Extrait du livre L'étoffe d'un roi
Des quatre coins du royaume, on vient honorer la naissance du prince Basile. Chacun présente son cadeau devant le nouveau-né. Un orfèvre a ciselé un carrosse miniature, une vieille paysanne a brodé des vêtements, un noble seigneur a rapporté des billes d’émeraude, un sabotier a sculpté des petits sabots… Soudain, le silence se fait. La terrible sorcière Véléna vient d’entrer. Elle porte un paquet sous son bras et va s’agenouiller devant l’enfant. Elle déploie alors une magnifique pièce de tissue d’une couleur et d’une texture extraordinaires. Tous sont émerveillés. Mais le roi déclare prudemment : - Nous allons ranger cette précieuse étoffe. Basile en disposera quand il sera plus grand.
Quelques années passent. Véléna rend souvent visite au prince. Un beau jour, elle le trouve seul sur les remparts, le regard perdu au loin. Elle s’approche doucement : - Tu sembles bien songeur Basile. - Ô, comme j’aimerais avoir la puissance de ces océans, la grandeur de ce ciel et la force de ces montagnes pour le bonheur de mes sujets. Je leur serai dévoué comme cette mésange qui fera tout pour nourrir ses petits. - Quelles nobles pensées, ton père peut être fier de toi ! Véléna se penche vers Basile et lui susurre à l’oreille : - Sache que ton avenir est lié à celui de l’étoffe que je t’ai offerte. Porte-la et tu deviendras un grand roi. - J’en ferai mon manteau de sacre, répond naïvement l’enfant.

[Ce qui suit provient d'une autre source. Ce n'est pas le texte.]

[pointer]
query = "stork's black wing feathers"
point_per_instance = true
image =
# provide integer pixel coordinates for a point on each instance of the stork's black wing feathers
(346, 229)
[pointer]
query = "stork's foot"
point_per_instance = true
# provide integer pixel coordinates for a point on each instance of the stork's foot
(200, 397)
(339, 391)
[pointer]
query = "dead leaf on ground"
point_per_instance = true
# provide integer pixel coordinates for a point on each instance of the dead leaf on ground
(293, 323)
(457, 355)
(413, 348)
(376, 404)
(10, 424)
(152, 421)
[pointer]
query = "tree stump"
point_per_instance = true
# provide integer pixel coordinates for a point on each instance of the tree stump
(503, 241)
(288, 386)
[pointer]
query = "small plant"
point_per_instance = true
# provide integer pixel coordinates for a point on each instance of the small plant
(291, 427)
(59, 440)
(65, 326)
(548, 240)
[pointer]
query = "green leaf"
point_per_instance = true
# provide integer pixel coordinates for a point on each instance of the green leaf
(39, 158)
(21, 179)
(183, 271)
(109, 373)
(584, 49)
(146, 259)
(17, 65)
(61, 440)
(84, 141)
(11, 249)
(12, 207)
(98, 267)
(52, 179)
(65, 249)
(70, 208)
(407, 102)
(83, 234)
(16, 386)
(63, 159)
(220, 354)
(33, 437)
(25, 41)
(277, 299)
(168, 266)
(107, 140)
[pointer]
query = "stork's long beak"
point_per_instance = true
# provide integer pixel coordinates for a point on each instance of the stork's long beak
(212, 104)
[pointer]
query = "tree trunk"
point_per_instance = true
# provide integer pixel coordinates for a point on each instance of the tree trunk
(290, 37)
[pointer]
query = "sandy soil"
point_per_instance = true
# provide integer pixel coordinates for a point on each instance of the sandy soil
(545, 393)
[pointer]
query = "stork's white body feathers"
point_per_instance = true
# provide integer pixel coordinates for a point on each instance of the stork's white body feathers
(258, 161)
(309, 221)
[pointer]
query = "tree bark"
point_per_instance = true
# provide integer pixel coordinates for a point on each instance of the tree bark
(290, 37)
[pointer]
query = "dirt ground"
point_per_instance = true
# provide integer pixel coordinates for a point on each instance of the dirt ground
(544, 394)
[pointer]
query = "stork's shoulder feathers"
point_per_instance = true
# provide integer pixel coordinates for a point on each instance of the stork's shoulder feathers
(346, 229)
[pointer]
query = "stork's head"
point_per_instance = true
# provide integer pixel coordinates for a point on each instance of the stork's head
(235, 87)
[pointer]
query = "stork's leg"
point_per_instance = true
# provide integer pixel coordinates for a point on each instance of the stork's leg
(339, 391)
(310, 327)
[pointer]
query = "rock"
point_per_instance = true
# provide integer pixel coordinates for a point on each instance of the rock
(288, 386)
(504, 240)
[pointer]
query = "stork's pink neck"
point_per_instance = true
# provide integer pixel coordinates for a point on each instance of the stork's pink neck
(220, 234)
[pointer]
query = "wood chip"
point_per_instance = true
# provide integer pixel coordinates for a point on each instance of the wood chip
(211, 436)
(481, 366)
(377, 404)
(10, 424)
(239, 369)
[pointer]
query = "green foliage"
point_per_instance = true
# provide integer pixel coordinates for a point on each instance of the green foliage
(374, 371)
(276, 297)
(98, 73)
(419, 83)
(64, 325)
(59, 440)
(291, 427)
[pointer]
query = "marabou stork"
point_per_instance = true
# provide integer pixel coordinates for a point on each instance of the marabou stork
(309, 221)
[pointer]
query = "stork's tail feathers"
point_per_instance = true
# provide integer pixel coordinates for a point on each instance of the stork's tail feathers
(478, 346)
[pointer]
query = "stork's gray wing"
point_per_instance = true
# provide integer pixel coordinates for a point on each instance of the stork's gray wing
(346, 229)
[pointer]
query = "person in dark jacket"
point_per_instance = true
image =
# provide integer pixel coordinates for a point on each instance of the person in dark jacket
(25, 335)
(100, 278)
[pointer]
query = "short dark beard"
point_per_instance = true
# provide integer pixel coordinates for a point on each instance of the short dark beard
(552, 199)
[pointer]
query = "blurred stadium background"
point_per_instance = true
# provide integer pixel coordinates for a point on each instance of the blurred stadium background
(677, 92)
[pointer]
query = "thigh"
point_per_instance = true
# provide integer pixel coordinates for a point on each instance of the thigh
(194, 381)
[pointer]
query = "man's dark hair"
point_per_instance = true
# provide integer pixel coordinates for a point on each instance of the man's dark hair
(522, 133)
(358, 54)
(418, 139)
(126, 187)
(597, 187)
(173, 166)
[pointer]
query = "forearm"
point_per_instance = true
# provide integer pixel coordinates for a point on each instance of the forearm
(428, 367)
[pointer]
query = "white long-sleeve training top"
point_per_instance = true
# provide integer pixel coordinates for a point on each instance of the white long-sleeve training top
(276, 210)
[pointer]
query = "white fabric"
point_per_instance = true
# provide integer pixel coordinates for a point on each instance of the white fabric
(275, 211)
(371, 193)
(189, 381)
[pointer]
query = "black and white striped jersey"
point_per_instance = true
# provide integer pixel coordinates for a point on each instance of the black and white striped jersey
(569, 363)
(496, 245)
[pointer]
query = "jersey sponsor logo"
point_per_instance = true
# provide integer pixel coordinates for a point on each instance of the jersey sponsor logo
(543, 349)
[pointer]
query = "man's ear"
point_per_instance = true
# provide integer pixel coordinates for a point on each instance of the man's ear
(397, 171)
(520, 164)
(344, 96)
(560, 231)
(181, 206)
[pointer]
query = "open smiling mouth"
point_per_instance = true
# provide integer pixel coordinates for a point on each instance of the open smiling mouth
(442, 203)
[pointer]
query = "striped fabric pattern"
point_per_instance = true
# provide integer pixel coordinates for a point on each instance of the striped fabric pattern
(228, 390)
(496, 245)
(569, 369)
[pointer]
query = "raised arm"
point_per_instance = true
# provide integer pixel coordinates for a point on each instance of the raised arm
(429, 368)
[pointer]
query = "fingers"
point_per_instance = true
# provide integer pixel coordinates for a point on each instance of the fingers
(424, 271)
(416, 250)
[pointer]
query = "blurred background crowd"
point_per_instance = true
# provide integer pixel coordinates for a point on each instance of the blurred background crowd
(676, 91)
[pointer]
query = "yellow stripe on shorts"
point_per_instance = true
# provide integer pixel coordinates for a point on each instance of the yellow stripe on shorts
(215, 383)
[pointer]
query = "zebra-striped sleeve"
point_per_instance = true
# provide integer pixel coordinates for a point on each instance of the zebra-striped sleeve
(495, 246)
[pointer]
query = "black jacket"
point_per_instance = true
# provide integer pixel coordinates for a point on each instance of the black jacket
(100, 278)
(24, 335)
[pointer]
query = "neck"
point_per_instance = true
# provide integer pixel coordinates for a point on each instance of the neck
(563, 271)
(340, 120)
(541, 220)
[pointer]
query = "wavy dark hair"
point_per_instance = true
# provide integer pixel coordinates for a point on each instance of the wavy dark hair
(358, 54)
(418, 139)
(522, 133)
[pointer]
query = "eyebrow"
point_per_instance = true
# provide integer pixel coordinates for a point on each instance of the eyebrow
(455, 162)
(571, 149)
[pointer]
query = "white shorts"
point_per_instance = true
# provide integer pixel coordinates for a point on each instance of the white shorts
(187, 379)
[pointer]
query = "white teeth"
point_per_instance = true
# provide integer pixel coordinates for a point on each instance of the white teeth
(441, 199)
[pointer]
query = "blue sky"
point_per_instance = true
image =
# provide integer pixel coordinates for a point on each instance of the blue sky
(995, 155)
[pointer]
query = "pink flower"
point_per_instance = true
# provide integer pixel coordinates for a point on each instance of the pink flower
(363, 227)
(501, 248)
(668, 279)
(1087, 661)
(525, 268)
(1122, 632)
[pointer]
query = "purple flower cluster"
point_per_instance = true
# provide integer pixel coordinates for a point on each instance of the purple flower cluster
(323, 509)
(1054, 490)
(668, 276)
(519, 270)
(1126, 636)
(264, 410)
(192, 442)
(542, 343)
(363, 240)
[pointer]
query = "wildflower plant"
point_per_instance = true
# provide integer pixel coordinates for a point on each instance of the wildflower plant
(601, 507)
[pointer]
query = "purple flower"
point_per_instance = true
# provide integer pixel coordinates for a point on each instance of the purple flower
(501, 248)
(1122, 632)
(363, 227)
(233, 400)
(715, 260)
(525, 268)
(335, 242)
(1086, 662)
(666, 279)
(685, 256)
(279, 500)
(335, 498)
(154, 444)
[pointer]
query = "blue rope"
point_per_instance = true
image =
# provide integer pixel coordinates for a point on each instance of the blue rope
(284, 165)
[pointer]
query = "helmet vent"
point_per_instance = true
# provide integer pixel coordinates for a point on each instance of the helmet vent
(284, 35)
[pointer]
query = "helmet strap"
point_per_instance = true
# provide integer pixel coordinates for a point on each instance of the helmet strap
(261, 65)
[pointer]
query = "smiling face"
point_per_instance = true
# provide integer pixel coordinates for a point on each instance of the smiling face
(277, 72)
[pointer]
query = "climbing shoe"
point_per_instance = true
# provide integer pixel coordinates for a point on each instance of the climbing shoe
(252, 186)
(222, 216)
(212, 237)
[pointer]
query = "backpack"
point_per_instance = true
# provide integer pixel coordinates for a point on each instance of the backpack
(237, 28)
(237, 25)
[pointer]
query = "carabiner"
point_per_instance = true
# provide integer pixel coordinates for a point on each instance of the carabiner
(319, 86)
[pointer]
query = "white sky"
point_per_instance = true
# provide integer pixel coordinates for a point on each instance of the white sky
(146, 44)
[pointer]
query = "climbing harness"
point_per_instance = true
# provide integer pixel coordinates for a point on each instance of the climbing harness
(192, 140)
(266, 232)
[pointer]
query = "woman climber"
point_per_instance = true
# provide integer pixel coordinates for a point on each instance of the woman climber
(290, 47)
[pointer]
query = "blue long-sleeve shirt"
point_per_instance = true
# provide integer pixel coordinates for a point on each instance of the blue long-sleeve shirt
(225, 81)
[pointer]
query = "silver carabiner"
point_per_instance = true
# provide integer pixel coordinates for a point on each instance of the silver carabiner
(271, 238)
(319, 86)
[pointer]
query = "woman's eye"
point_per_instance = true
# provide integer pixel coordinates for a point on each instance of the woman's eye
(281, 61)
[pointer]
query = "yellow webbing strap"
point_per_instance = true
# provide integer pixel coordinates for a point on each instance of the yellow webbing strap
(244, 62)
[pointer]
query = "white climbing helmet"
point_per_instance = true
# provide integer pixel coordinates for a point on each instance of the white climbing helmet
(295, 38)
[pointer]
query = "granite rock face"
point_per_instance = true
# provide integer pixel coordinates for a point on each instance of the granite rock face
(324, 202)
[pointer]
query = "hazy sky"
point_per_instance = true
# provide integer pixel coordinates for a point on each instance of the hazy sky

À la mort de son père, Basile devient roi. Sa mère refuse que l’on coupe le manteau du sacre dans l’étoffe offerte par Véléna. - Si ton père a enfermé ce tissu, c’est qu’il craignait qu’il ne renferme quelque maléfice. - Véléna s’est toujours montrée gentille avec moi, s’emporte Basile. Et je ne crois pas à toutes vos histoires de sorcellerie ! Cette étoffe sera mon manteau ! Et il en fut ainsi. Jamais roi n’a été aussi beau. La cérémonie du couronnement se déroule dans l’ordre et le faste, selon la coutume. Tout à coup, alors que Basile reçoit sa couronne, son manteau se met à s’allonger, renversant les bancs et les candélabres. Devant la foule terrifiée, le roi grandit et grossit. Sa couronne perce les voûtes. Les murs de la cathédrale cèdent. Plus grand que les montagnes, il grandit encore. Le sol disparaît sous les plis du tissu. Les habitants du royaume doivent s’accrocher aux pans de l’étoffe pour ne pas périr.